Crise, Grèce, État, Europe, austérité…

Marianne 2 : La crise financière de 2008 ne peut pas être vraiment comprise selon vous sans une lecture approfondie de Marx ? Pourquoi ?

Christian Laval : Je dirais que la crise ne peut être comprise dans sa profondeur et dans sa dynamique sans avoir en mémoire l’analyse que fait Marx de l’autonomie du capital sous sa forme argent par rapport à la production elle-même. Le vertige de la financiarisation, dès le milieu du XIXe siècle, était perceptible à qui savait prêter attention aux symptômes les plus graves du capitalisme et en tirer des conclusions quant à son fonctionnement. C’était le cas de Marx. Ce fut sa grandeur. Mais ce vertige de la spéculation, s’il donnait lieu régulièrement à des effondrements boursiers ou des faillites bancaires, restait tout de même sporadique. La production était le cœur de la machine à profits.

M2 : Le capitalisme financier d’aujourd’hui, c’est la spéculation devenue la loi suprême et permanente du système ?

C. L. : En effet, tout se passe comme si « l’argent pour l’argent » pouvait s’affranchir complètement de la production, comme si le « toujours plus » conduisait à se délester des usines, des travailleurs, et au fond de la société elle-même…Même les « permis de polluer » sont l’objet de la finance ! Aujourd’hui, plus personne ne sait comment sortir de cette logique infernale et destructrice. Les « solutions » avancées par les uns ou par les autres ( recapitalisation des banques privées, mini-taxe Tobin, protectionnisme, banque publique de développement de l’industrie, etc) semblent des gadgets pour enfants à côté de la grosse machinerie financière qui domine toute l’économie et met en pièces les derniers restes de la démocratie représentative.

M2 : Marx était un incorrigible optimiste. Il aurait dansé de joie en 2008 comme il l’a fait avec son ami Engels en 1857 ?

C. L. : C’est vrai ! Marx était un incorrigible optimiste ! Car il était persuadé que la révolution devait suivre de près la crise, puisque pour lui la loi de l’histoire faisait que le communisme était l’enfant, un peu bâtard certes, du capitalisme lui-même. Comment soutenir, sauf à réhabiliter la thèse de « l’effondrement final », que le communisme est inéluctable ? Bien d’autres choses peuvent sortir de la crise que la révolution. En ce sens le « marxisme » comme progressisme optimiste ne nous semble plus tenable.

M2 : La bulle du crédit, on s’en rend compte aujourd’hui, n’a pas seulement eu des effets sur les particuliers, elle a touché les États eux-mêmes, dont les finances ont été très délibérément prises en tenaille entre les baisses d’impôts et le recours aux marchés financiers ?

C. L. : C’est vrai ! Aujourd’hui, les États interviennent très activement pour sauver le système bancaire en reportant les coûts de la crise sur les chômeurs, les retraités, les salariés.
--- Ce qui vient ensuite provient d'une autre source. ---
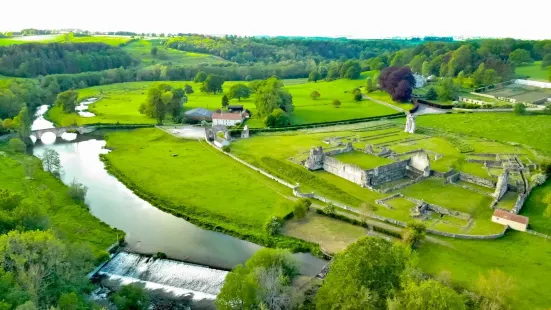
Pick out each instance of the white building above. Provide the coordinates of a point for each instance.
(515, 221)
(227, 119)
(420, 80)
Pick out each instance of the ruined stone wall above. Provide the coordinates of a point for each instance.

Ces États apparaissent ainsi comme ces « instruments » du capitalisme dont parlait Marx. Mais s’arrêter à cela, ce serait oublier que l’État est bien plus qu’un « appareil » au service des entreprises privées et des banques. Les institutions, les dispositifs de gestion de la société, les systèmes réglementaires qui le composent produisent très activement des rapports de pouvoir, des formes d’assujettissement, des formes de pensée qui jusqu’à aujourd’hui ne coïncidaient pas intégralement avec la logique privée d’accumulation du capital. La nouveauté du néolibéralisme, c’est la co-production entre l’État et les grandes entreprises des règles de fonctionnement du capitalisme financier et des modalités d’adaptation de la société aux « contraintes » imposées par la mondialisation. L’État co-produit la mondialisation et il prétend en protéger la société. Nous assistons à une gigantesque hybridation « public-privé », qui n’est ni le dépérissement de l’État par sa dissolution dans la société ni le totalitarisme par absorption de la société dans l’État. La co-production néolibérale se traduit par un processus de fusion par le haut des oligarchies capitalistes et bureaucratiques, ce qui suppose l’homogénéisation des normes et des institutions privées et publiques à tous les étages.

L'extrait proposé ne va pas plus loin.